30636
•
11-minute read
Entities are a bit of a mystery. They've been around for years now and have influenced many aspects of search, but they are rarely talked about. I guess part of the reason is that there is not much solid information on entities and notoriously ambiguous Google patents are not much help. But the other part is that, even if you understand entities, it is unclear if they can be used for SEO.
In this article, I have gathered what little information we have about entities and did my best to translate it from patent language to human language. And I've managed to discover a few outdated SEO tactics along the way.
Let's turn to one of Google's patents for the official definition of entities:
An entity is a thing or concept that is singular, unique, well-defined, and distinguishable. For example, an entity may be a person, place, item, idea, abstract concept, concrete element, other suitable thing, or any combination thereof. Generally, entities include things or concepts represented linguistically by nouns. For example, the color "Blue," the city "San Francisco," and the imaginary animal "Unicorn" may each be entities.
In fewer words, an entity is anything notable enough for users to search for it by name. For example, I'm not well-known enough (yet) to be an entity — I'm just one of many writers on the topic of SEO and no one is searching for me by name. But take Bill Slawski — he has earned his entity status by being a widely recognized expert on Google patents, by being linked to, mentioned, and interviewed all over the web.
Google is building its entity database using two distinct processes: copying existing entities and discovering new ones.
Right now, Google is mostly copying its entities from existing knowledge bases, like Wikipedia and IMDb. It allows Google to grow their own database quite quickly, but to keep it kosher because they only draw from a few trusted sources. The drawback is that those knowledge bases can be slow to include new entities and to update old ones, so Google is at risk of not serving the most relevant content.
To combat this issue, Google has patented a few methods for discovering new entities from unstructured data available on the web. One method suggests using known entities to see if they are connected to any unknown entities, either through syntax or by frequently appearing together within the same document. For example, if many documents say "Andrei Prakharevich is a writer at Link Assistant", which is a known entity, then Google might eventually wonder whether Andrei Prakharevich could be an entity.

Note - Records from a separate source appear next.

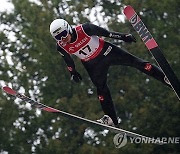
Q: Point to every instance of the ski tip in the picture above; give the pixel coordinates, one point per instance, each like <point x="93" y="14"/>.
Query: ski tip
<point x="9" y="90"/>
<point x="129" y="11"/>
<point x="127" y="8"/>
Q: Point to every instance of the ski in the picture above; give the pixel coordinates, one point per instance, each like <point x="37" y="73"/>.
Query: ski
<point x="153" y="47"/>
<point x="46" y="108"/>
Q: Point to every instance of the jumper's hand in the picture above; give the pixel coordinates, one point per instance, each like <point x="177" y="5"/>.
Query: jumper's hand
<point x="75" y="76"/>
<point x="129" y="38"/>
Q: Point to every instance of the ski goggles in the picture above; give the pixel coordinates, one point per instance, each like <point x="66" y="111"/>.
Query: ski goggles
<point x="63" y="34"/>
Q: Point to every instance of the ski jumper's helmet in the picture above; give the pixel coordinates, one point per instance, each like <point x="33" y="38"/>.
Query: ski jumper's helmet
<point x="60" y="28"/>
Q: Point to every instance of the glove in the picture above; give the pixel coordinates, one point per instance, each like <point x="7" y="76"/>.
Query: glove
<point x="76" y="76"/>
<point x="128" y="38"/>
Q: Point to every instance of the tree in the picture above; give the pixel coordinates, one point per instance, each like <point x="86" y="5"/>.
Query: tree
<point x="34" y="67"/>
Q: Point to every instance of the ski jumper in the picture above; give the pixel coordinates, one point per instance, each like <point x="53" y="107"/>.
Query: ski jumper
<point x="97" y="55"/>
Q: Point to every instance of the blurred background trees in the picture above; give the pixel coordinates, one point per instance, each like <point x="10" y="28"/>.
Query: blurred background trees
<point x="30" y="64"/>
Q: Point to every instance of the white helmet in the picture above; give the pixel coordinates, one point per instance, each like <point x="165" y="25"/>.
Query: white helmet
<point x="60" y="28"/>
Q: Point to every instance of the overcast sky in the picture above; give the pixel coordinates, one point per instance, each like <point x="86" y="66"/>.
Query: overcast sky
<point x="5" y="5"/>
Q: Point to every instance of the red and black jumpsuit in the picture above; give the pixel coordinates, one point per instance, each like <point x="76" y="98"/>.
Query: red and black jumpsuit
<point x="97" y="55"/>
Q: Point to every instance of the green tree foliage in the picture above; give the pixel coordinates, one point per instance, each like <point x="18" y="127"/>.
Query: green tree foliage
<point x="30" y="63"/>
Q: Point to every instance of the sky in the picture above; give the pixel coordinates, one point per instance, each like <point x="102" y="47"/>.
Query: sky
<point x="5" y="5"/>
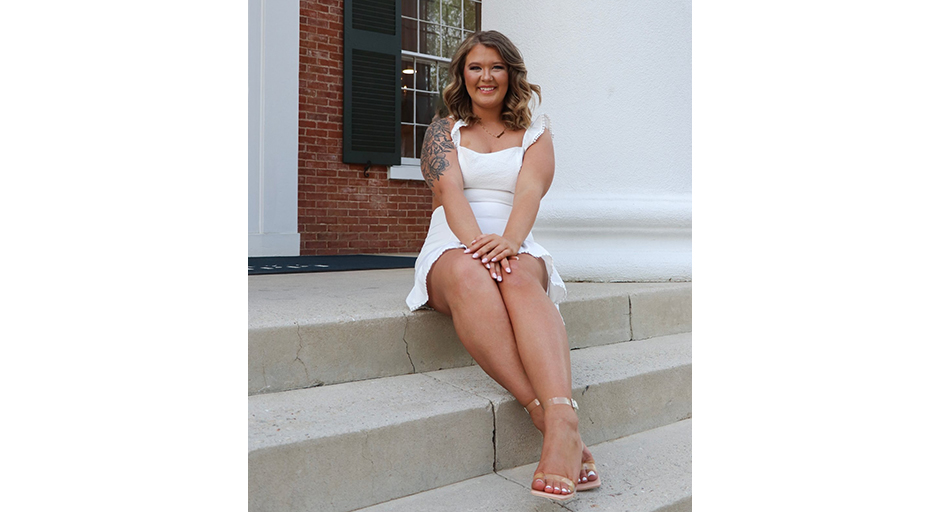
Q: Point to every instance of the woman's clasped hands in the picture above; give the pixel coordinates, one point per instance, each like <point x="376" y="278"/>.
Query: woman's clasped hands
<point x="494" y="252"/>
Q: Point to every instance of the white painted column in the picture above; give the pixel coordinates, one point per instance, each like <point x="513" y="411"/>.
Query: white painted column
<point x="273" y="67"/>
<point x="616" y="81"/>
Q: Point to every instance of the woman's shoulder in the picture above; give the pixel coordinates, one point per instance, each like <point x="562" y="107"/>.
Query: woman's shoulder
<point x="539" y="125"/>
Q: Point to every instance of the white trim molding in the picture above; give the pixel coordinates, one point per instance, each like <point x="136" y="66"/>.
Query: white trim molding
<point x="410" y="169"/>
<point x="273" y="109"/>
<point x="626" y="238"/>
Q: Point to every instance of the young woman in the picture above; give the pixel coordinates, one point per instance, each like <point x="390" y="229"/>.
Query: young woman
<point x="489" y="164"/>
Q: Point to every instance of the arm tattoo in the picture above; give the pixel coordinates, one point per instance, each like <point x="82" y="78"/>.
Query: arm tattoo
<point x="434" y="151"/>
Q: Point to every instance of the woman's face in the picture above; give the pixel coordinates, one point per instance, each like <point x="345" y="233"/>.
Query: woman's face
<point x="486" y="77"/>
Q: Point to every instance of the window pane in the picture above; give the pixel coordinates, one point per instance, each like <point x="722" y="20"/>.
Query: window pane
<point x="451" y="13"/>
<point x="425" y="110"/>
<point x="409" y="35"/>
<point x="443" y="77"/>
<point x="407" y="106"/>
<point x="419" y="138"/>
<point x="407" y="141"/>
<point x="429" y="39"/>
<point x="423" y="76"/>
<point x="430" y="10"/>
<point x="407" y="79"/>
<point x="409" y="8"/>
<point x="452" y="37"/>
<point x="439" y="108"/>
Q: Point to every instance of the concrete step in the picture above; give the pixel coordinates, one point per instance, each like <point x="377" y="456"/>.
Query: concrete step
<point x="308" y="330"/>
<point x="352" y="445"/>
<point x="646" y="472"/>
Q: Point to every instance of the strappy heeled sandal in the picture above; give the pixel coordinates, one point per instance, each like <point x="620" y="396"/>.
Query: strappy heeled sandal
<point x="587" y="466"/>
<point x="568" y="489"/>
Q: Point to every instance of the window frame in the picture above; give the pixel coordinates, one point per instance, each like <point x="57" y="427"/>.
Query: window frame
<point x="410" y="168"/>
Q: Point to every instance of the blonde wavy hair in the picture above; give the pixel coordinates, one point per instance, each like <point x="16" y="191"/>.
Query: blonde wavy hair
<point x="516" y="111"/>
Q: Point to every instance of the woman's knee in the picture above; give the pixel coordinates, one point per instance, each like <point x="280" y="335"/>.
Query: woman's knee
<point x="458" y="276"/>
<point x="528" y="273"/>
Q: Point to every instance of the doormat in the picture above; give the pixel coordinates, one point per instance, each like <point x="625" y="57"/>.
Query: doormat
<point x="298" y="264"/>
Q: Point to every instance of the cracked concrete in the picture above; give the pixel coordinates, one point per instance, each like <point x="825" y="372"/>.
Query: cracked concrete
<point x="353" y="326"/>
<point x="404" y="338"/>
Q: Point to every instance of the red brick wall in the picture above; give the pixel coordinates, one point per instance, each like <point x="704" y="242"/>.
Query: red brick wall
<point x="340" y="211"/>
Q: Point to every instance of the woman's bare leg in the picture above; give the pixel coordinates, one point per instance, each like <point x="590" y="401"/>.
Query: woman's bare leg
<point x="459" y="286"/>
<point x="543" y="348"/>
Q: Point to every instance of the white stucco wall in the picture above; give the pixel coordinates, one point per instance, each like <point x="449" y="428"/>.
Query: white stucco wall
<point x="273" y="64"/>
<point x="616" y="80"/>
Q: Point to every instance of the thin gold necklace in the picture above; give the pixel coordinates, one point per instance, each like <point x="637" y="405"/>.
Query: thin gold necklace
<point x="491" y="133"/>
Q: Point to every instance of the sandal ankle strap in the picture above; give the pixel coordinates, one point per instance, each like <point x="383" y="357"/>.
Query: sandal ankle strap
<point x="532" y="405"/>
<point x="560" y="400"/>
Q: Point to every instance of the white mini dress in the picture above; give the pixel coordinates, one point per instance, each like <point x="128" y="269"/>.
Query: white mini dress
<point x="489" y="184"/>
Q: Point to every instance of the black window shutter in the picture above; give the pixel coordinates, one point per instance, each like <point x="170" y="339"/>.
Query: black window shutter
<point x="371" y="82"/>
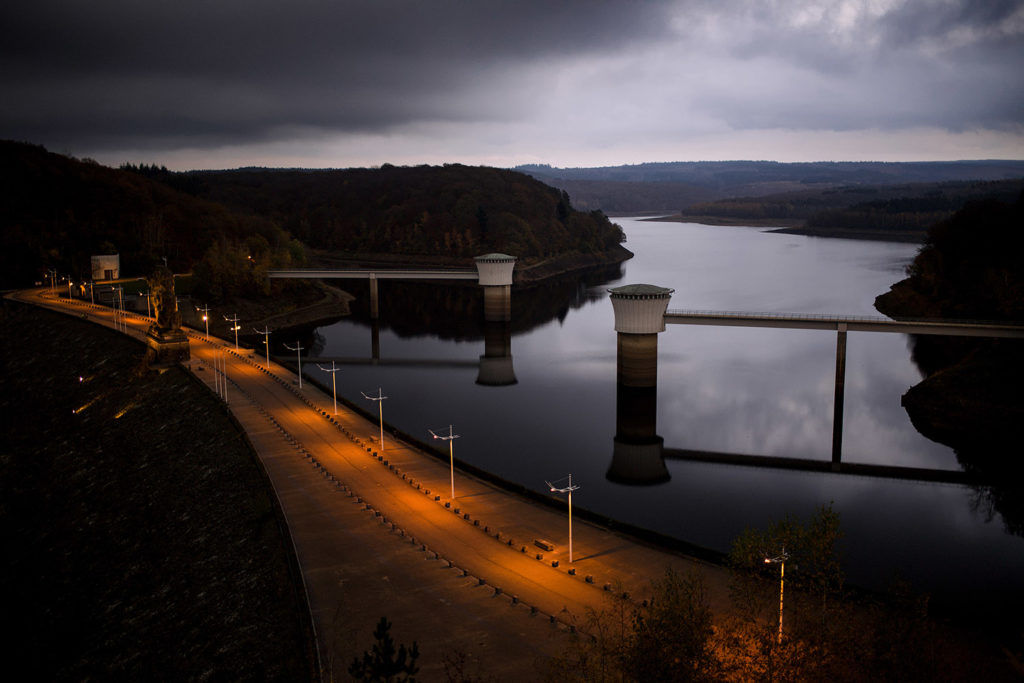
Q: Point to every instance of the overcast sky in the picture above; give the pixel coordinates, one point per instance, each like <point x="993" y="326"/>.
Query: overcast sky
<point x="339" y="83"/>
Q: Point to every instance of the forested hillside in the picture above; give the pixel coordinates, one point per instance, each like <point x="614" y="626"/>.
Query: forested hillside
<point x="230" y="226"/>
<point x="452" y="211"/>
<point x="55" y="212"/>
<point x="971" y="268"/>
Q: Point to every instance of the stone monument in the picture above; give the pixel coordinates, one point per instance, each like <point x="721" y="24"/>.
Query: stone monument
<point x="167" y="343"/>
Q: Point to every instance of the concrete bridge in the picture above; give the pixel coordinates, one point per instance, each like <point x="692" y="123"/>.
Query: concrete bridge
<point x="641" y="313"/>
<point x="494" y="272"/>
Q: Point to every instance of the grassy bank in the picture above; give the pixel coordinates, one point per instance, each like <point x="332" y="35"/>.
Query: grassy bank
<point x="142" y="540"/>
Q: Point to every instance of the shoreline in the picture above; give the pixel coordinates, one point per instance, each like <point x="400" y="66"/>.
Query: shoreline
<point x="791" y="226"/>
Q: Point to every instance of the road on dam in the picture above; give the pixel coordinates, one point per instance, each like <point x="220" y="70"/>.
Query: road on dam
<point x="377" y="532"/>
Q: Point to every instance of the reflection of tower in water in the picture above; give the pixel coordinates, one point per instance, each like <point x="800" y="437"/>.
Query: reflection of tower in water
<point x="496" y="364"/>
<point x="638" y="452"/>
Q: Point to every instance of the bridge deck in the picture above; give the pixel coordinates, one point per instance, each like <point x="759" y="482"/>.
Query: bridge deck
<point x="805" y="465"/>
<point x="369" y="273"/>
<point x="851" y="323"/>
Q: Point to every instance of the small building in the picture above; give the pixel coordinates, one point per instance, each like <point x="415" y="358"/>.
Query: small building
<point x="105" y="266"/>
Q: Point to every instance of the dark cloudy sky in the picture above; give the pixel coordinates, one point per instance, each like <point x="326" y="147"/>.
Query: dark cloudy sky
<point x="322" y="83"/>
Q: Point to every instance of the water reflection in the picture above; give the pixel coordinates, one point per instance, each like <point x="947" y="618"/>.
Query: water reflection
<point x="726" y="390"/>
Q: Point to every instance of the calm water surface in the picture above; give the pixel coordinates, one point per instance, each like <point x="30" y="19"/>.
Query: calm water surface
<point x="726" y="389"/>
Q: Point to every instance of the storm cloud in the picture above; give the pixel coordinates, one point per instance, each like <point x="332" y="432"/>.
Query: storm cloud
<point x="336" y="83"/>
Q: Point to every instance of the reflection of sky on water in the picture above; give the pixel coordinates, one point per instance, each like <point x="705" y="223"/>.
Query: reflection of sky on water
<point x="742" y="390"/>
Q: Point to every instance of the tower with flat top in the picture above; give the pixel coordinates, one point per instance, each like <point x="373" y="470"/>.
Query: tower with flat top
<point x="495" y="272"/>
<point x="639" y="318"/>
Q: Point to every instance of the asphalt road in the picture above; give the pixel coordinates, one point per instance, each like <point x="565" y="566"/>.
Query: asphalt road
<point x="377" y="534"/>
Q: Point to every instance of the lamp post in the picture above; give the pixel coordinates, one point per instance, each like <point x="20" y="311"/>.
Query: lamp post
<point x="380" y="397"/>
<point x="451" y="437"/>
<point x="266" y="340"/>
<point x="205" y="310"/>
<point x="236" y="327"/>
<point x="780" y="560"/>
<point x="566" y="489"/>
<point x="298" y="356"/>
<point x="122" y="318"/>
<point x="334" y="384"/>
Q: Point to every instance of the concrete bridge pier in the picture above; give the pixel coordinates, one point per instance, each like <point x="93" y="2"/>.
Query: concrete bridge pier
<point x="639" y="313"/>
<point x="374" y="298"/>
<point x="840" y="394"/>
<point x="495" y="275"/>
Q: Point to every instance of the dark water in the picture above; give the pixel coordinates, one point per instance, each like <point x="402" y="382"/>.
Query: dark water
<point x="726" y="389"/>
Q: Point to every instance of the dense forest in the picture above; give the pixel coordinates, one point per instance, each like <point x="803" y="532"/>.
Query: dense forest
<point x="970" y="267"/>
<point x="56" y="212"/>
<point x="452" y="211"/>
<point x="230" y="226"/>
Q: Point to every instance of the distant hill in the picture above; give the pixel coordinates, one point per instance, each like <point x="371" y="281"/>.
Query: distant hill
<point x="674" y="186"/>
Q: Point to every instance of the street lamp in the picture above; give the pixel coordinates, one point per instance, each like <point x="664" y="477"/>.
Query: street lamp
<point x="235" y="319"/>
<point x="780" y="560"/>
<point x="266" y="340"/>
<point x="204" y="309"/>
<point x="451" y="437"/>
<point x="565" y="489"/>
<point x="334" y="384"/>
<point x="298" y="356"/>
<point x="380" y="397"/>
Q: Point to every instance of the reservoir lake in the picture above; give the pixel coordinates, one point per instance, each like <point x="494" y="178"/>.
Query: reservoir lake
<point x="737" y="390"/>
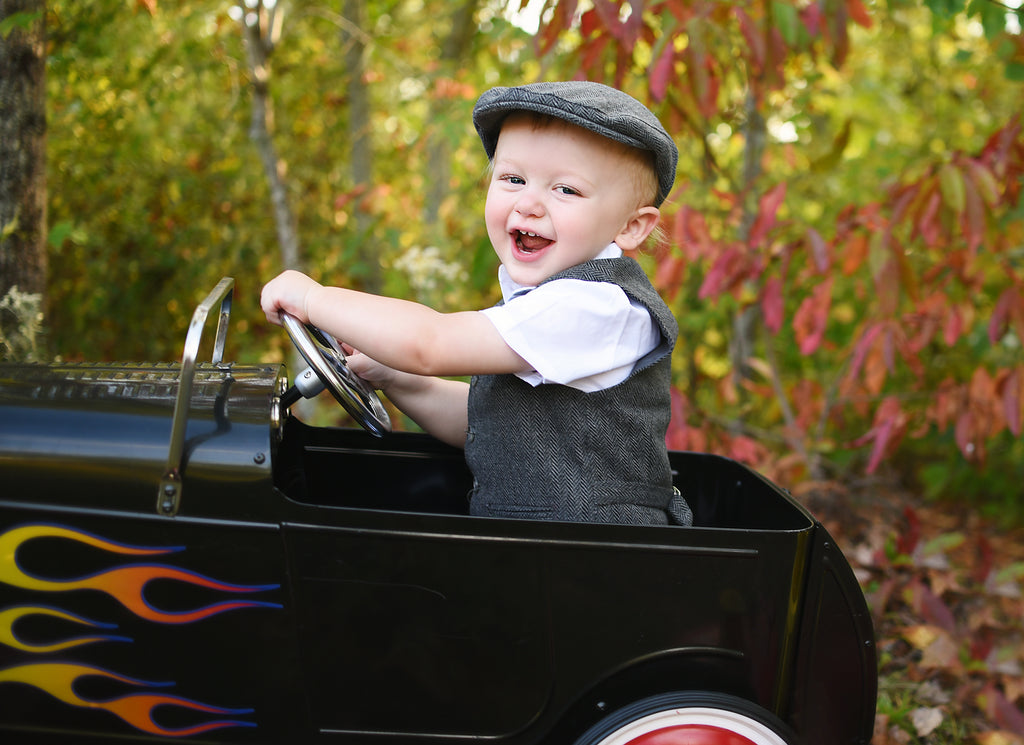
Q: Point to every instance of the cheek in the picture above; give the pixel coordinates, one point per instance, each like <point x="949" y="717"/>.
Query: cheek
<point x="495" y="212"/>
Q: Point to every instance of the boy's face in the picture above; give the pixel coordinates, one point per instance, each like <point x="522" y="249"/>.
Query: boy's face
<point x="558" y="195"/>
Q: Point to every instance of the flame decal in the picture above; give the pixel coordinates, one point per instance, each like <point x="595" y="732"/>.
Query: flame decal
<point x="137" y="708"/>
<point x="126" y="583"/>
<point x="9" y="616"/>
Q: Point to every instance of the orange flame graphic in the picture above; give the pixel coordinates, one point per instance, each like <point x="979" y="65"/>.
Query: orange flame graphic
<point x="136" y="708"/>
<point x="126" y="583"/>
<point x="10" y="616"/>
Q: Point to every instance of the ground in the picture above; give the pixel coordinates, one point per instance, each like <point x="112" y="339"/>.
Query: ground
<point x="945" y="590"/>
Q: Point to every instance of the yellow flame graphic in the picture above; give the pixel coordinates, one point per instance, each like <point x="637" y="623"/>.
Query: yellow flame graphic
<point x="137" y="708"/>
<point x="10" y="616"/>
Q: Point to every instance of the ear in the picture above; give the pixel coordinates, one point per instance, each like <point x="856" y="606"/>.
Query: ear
<point x="637" y="228"/>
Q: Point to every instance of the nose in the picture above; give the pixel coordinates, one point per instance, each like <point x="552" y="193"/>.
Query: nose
<point x="528" y="204"/>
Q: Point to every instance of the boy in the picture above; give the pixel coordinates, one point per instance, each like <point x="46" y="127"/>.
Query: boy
<point x="565" y="415"/>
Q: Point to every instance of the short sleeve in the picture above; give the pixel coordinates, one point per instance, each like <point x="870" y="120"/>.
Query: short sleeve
<point x="571" y="332"/>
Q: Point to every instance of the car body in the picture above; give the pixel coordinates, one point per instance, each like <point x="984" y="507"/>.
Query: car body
<point x="181" y="559"/>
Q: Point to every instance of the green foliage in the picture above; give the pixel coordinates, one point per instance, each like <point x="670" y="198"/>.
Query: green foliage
<point x="835" y="177"/>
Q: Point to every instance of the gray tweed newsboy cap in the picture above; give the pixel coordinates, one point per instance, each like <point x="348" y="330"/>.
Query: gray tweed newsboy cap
<point x="592" y="105"/>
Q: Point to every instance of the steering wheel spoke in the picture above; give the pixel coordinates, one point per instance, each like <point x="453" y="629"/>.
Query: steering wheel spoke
<point x="327" y="360"/>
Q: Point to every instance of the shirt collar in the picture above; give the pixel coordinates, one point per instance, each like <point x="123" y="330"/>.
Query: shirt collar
<point x="511" y="289"/>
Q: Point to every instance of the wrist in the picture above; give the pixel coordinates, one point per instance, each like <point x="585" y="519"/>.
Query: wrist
<point x="310" y="302"/>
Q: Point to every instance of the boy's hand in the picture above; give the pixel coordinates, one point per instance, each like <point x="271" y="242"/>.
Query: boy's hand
<point x="289" y="292"/>
<point x="377" y="375"/>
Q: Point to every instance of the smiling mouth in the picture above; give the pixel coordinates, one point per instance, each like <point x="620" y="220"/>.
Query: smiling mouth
<point x="529" y="242"/>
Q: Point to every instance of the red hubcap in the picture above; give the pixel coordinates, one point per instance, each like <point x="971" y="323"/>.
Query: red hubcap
<point x="691" y="735"/>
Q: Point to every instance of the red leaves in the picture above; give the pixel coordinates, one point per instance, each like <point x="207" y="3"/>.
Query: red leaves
<point x="945" y="595"/>
<point x="812" y="317"/>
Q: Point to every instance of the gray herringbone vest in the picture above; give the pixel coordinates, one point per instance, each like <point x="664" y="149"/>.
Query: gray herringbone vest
<point x="559" y="453"/>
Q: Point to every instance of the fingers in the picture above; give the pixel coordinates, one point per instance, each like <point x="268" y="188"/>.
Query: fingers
<point x="287" y="292"/>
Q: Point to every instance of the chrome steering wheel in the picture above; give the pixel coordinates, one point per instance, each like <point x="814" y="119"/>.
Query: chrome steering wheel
<point x="329" y="368"/>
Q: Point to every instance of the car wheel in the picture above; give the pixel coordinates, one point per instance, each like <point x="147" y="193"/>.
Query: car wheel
<point x="688" y="718"/>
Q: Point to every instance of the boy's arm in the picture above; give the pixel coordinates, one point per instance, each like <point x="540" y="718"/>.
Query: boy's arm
<point x="438" y="405"/>
<point x="399" y="334"/>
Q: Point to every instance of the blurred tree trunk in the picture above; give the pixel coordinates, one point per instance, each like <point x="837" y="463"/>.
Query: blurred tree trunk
<point x="23" y="146"/>
<point x="360" y="150"/>
<point x="261" y="27"/>
<point x="454" y="52"/>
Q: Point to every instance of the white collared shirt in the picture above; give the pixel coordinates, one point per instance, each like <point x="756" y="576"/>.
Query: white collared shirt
<point x="582" y="334"/>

Another method suggests measuring entity value against the size of its field, i.e. it should be easier to become a notable entity in a narrow field than in a broad one. For example, it would be quite difficult for a writer to become an entity within the whole field of SEO, but much easier to become an entity within a subcategory of SEO. Like Bill Slawski is in patents, Marie Haynes is in Quality Rater Guidelines, and Brian Dean is in backlinks.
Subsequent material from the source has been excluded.